ZARZUELA SIN MARISCOS
No ha transcendido qué manjares degustaron Juan Carlos I y sus familiares el tiempo que este permaneció con ellos antes de partir para su dorado exilio, pero todo parece indicar que los mariscos brillaron por su ausencia, a tenor del escueto comunicado difundido por la Casa del Rey.
Como la Casa Real no ha facilitado ninguna información relevante sobre la forzada visita del emérito a Felipe VI, salvo la vaguedad de que trataron de temas familiares y de acontecimientos sociales, se ha abierto la veda de las especulaciones, y en ellas cabe de todo. Desde quienes aplauden el viaje a Sanxenxo y victimizan al exmonarca, hasta los que piden la abolición de la Monarquía, dos posturas extremas que contrastan con otras más moderadas tendentes a apoyar la Jefatura del Estado por encima de otras consideraciones.
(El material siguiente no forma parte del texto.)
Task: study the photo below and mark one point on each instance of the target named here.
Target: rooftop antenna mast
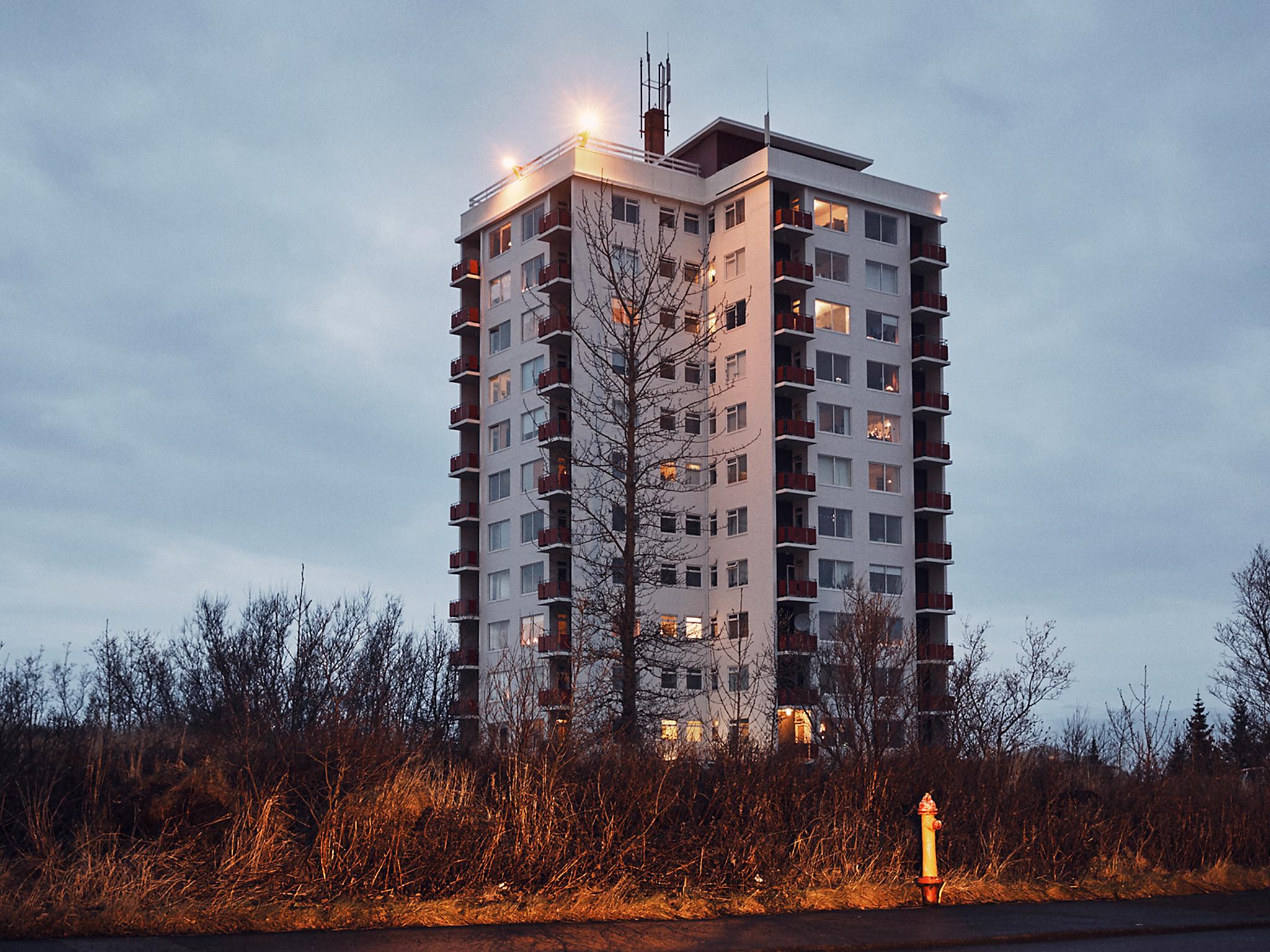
(654, 103)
Sea como sea, lo que sí parece evidente es que no ha habido ni foto ni mariscos en la Zarzuela, y una Zarzuela sin lo uno y sin lo otro es menos Zarzuela, es una Zarzuela descafeinada, digan lo que digan, y lo que dice la Academia de la Lengua es que “la zarzuela” es un plato consistente en varias clases de pescado y de marisco condimentado con una salsa. Y no solo el marisco, también ha faltado la salsa, y un poco de pimienta para darle sabor a un encuentro que ha resultado descafeinado.